Alla ricerca dell’ abstract perdu

Una volta tanto non occorre sgombrare il campo da eventuali dubbi o incertezze. Gli obiettivi della Innocenti sono alla luce del sole: chiari e senz’alcun cedimento. Quattro, ci sembra, sono i punti più cospicui che emergono dalla sua più recente produzione.

a) La figura umana, un figurativo, preferibilmente al femminile. (Qui, un approfondimento del significato “femminile” sarebbe utile, giusto per evitare eventuali malintesi per quanto riguarda “l’idea del femminile”, analisi alla quale preferiamo sottrarci per mancanza di titoli appropriati). Da “fonte sicura” risulta però, che l’artista in questione non era coinvolta nelle inquietudini del ’68 anche se, con prudente distacco, era affezionata e interessata a movimenti femministi.

b) Il rigore dello spazio, senza concedere nulla alla casualità, nonostante “l’apparente” totale disprezzo di regole e canoni di composizione. In realtà non è così. I conti (rapporti) tornano, sempre, pur risultando tale lettura in queste ultime opere più insidiosa rispetto a quella più scoperta della precedente produzione non figurativa, in cui, però, nelle ultime opere già appare il soggetto prediletto: la figura umana, che inevitabilmente doveva condurre l’artista all’attuale periodo pittorico. (Alcuni compositori del Romanticismo tedesco componevano lieder senza parole, come i dipinti della Innocenti sono senza nome o titolo. Tutt’al più, giusto per motivi di ordine, potrebbero essere numerati o essere chiamati Composizione “1” “2” o “3”, e così via, né più né meno. Ma sì: del culto del rigore e dell’ordine già soffrivano gli antichi egizi).
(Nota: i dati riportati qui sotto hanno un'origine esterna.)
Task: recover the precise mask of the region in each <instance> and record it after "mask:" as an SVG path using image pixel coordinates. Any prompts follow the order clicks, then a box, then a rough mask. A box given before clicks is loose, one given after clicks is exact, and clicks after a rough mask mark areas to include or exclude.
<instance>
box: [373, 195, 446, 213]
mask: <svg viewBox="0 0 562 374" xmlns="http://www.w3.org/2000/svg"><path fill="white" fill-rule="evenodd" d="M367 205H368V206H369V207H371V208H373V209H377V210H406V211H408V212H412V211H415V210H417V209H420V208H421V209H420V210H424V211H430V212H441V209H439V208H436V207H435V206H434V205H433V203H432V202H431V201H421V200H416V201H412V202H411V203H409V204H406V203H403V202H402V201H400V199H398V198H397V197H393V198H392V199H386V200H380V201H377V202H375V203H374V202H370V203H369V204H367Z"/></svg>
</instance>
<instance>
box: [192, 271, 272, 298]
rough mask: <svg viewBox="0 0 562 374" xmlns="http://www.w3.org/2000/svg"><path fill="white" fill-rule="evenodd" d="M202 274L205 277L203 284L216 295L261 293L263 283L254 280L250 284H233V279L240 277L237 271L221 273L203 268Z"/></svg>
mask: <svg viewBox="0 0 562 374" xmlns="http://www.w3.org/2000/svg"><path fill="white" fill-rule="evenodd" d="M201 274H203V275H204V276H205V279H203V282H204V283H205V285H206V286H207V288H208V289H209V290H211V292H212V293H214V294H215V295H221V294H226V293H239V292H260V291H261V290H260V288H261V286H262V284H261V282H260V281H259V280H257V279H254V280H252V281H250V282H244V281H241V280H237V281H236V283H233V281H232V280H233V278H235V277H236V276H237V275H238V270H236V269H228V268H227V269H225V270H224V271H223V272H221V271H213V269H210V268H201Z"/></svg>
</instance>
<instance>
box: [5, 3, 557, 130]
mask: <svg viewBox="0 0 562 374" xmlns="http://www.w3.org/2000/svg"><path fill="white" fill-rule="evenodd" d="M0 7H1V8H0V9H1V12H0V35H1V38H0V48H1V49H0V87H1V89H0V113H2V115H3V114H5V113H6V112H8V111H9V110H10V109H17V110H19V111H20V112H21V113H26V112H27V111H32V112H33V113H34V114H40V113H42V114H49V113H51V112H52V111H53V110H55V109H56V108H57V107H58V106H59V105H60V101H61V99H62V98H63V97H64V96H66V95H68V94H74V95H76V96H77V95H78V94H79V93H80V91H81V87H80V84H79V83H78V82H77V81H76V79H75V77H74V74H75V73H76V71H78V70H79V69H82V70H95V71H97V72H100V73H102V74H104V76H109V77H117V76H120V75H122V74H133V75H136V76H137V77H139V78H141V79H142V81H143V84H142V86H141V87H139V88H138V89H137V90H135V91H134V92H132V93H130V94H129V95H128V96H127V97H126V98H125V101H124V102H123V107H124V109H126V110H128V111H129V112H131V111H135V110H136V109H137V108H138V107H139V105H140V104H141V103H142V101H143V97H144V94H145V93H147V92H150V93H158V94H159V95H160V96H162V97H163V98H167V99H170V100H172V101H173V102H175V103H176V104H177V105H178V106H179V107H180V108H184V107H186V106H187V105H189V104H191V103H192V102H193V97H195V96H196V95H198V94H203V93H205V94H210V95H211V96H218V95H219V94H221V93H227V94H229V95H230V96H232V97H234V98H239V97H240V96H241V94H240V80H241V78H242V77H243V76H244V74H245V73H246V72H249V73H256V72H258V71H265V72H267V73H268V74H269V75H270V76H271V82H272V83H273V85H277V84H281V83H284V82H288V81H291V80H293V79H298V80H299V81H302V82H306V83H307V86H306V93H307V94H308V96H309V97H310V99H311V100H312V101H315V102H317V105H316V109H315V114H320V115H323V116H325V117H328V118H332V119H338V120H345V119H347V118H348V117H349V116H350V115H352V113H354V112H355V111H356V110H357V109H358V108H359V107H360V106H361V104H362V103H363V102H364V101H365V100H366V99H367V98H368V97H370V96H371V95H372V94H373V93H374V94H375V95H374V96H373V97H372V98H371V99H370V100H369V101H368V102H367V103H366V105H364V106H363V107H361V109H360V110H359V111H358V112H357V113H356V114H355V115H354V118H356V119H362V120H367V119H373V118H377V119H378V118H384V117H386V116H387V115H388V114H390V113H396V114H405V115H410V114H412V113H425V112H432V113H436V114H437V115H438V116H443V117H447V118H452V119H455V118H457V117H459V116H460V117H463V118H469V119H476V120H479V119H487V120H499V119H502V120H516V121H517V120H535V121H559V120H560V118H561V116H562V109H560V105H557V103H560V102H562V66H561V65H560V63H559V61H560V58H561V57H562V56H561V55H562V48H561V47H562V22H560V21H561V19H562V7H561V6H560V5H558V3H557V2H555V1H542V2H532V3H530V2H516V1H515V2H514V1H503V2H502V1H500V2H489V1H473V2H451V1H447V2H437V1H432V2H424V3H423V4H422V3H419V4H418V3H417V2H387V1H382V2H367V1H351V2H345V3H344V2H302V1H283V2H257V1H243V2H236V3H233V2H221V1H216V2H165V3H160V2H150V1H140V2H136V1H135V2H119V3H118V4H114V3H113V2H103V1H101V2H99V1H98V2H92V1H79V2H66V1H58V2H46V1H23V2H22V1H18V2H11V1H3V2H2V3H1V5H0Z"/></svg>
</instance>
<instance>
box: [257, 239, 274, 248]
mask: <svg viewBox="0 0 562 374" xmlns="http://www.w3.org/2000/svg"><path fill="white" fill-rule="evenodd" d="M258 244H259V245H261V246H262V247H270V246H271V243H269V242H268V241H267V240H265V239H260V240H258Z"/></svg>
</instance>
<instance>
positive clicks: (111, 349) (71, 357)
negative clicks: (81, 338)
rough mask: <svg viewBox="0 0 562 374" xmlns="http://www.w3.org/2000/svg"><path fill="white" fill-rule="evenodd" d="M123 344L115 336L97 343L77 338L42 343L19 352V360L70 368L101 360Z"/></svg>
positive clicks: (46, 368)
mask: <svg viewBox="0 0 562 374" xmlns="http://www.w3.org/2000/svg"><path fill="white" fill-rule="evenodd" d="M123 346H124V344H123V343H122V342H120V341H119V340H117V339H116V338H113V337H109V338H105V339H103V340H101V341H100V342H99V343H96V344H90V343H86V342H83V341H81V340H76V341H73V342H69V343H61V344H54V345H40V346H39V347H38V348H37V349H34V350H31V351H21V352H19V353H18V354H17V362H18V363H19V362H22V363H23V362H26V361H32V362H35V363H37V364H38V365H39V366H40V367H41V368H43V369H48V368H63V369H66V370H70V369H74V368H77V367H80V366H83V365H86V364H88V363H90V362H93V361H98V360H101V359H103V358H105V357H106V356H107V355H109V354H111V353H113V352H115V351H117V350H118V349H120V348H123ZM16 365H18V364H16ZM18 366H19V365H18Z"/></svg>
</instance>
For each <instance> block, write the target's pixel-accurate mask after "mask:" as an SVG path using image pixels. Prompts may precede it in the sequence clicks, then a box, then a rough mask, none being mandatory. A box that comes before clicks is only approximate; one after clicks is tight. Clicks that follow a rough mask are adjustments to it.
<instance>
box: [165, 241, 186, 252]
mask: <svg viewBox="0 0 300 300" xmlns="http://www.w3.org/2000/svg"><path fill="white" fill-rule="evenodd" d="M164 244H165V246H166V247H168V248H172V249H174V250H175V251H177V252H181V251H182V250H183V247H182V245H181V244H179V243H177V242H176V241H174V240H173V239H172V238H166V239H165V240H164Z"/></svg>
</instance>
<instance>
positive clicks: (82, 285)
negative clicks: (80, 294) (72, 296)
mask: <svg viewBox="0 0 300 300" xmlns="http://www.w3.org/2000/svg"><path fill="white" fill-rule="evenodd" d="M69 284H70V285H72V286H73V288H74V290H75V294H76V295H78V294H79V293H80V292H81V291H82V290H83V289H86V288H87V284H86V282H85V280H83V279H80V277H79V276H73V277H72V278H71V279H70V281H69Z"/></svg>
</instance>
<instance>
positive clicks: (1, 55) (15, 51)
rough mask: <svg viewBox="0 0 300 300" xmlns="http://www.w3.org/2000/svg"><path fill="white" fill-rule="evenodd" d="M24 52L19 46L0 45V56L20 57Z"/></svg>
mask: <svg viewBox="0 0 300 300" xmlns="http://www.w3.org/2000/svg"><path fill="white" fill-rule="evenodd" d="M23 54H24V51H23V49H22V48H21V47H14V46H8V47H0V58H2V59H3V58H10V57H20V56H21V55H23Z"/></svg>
c) La parsimonia nell’uso del colore è evidenziata in ogni circostanza e non solo nella qualità e nell’intensità delle combinazioni cromatiche, ma anche nelle “quantità” della materia. (Va detto che dipinge con pennelli completamente consumati e a secco di colore). Potrebbe sembrare quasi un pretesto per non procedere in “bianco e nero”. No !- quell’artista toglie là dove può e tutto ciò rientra nella sua concezione del punto b).
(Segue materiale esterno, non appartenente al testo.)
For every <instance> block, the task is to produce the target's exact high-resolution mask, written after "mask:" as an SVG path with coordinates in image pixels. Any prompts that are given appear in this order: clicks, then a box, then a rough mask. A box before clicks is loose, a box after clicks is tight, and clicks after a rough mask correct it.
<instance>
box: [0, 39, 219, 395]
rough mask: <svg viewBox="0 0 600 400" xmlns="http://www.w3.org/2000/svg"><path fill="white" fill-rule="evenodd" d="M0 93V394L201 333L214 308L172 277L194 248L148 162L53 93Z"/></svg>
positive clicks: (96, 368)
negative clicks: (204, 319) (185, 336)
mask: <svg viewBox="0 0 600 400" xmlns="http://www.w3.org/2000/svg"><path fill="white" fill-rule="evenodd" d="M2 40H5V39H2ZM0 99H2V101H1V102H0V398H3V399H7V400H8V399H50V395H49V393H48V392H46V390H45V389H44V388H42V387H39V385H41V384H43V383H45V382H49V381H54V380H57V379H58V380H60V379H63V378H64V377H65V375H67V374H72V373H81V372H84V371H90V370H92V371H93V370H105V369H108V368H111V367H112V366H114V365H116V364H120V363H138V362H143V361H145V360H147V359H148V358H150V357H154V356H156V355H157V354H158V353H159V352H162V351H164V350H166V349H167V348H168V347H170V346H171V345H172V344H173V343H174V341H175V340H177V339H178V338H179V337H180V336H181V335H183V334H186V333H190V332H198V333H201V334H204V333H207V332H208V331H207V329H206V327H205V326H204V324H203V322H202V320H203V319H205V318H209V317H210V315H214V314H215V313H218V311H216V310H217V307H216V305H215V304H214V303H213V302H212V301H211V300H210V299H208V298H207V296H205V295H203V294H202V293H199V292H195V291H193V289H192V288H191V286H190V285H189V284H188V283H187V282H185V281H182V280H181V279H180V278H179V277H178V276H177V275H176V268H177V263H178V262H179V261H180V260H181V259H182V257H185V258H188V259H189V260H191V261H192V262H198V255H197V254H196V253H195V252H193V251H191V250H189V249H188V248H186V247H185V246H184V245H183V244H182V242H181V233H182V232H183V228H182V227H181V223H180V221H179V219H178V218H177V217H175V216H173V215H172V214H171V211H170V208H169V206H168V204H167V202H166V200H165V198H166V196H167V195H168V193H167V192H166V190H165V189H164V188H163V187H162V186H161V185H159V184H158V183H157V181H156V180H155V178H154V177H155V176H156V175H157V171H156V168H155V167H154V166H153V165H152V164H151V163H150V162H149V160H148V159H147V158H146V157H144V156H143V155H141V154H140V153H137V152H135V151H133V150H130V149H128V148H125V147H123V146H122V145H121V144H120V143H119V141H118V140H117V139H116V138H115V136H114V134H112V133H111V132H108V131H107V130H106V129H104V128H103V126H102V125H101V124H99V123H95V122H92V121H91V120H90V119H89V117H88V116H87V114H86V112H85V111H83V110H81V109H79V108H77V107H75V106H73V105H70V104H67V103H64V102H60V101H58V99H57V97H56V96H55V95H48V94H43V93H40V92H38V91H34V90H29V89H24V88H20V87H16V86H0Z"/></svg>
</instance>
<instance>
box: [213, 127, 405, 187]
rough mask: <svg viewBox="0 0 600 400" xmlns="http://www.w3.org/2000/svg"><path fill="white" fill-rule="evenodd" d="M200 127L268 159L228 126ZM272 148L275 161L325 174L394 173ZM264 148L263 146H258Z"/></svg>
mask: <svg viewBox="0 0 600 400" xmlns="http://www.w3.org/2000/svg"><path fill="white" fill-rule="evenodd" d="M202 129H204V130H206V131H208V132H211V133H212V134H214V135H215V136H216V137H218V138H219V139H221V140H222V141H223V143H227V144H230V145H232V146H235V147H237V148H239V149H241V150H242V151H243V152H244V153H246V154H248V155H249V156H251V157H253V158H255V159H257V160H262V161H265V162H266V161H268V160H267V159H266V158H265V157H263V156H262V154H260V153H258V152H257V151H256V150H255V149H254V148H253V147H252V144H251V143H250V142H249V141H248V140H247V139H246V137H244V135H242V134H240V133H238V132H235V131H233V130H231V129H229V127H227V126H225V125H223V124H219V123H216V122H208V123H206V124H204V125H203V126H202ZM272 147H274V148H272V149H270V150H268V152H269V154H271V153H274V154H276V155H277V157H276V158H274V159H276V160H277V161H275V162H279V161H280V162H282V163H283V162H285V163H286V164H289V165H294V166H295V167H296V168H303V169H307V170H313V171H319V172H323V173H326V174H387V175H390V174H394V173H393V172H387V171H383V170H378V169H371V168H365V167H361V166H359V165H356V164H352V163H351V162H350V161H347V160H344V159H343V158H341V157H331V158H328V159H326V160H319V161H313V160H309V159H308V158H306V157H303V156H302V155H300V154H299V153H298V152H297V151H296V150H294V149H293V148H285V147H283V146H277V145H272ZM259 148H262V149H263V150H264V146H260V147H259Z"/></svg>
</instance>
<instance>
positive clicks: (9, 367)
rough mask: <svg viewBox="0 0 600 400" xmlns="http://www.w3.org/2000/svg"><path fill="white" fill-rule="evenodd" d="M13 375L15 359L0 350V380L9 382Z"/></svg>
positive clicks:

d) Raramente mostra un qualche interesse, né un particolare entusiasmo per la terza e/o altra dimensione. Il suo occhio, addestrato per la visualizzazione, quasi scientifica dei particolari anatomici è del tipo “potente obiettivo” fotografico che però ripudia (quasi) tutto ciò che va oltre la seconda dimensione. Eppure le figure risultano “a tutto tondo.” Fiction, manipolazione, si direbbe in pittura o fotografia, parlando della terza dimensione. E poi c’è chi afferma che tutto ciò che non è natura sarebbe già forma astratta. La Innocenti rimane coerente. Da qui forse, il suo fare “figurativo-astratto,” o “astratto-figurativo,” meglio definito “astratto-concreto.” Sottigliezze dialettiche, forse? No! – Sindrome dell’idea dell’inafferrabile significato del termine “astratto.” Non è più l’astrattista di una volta, quando rifiutò semplicemente il figurativo, il vero, il naturale. Ora astrae dal vero. Toglie e toglie dalla forma, dalle dimensioni, dalle ombre e dalle luci, rosica dalla tela bianca che nuovamente diventa luce e ombra, e, così ci pare, guazza nella ricerca dell’armonico assoluto, nell’illusione dell’astratto discreto e dunque in una sua “nuova, concreta realtà.”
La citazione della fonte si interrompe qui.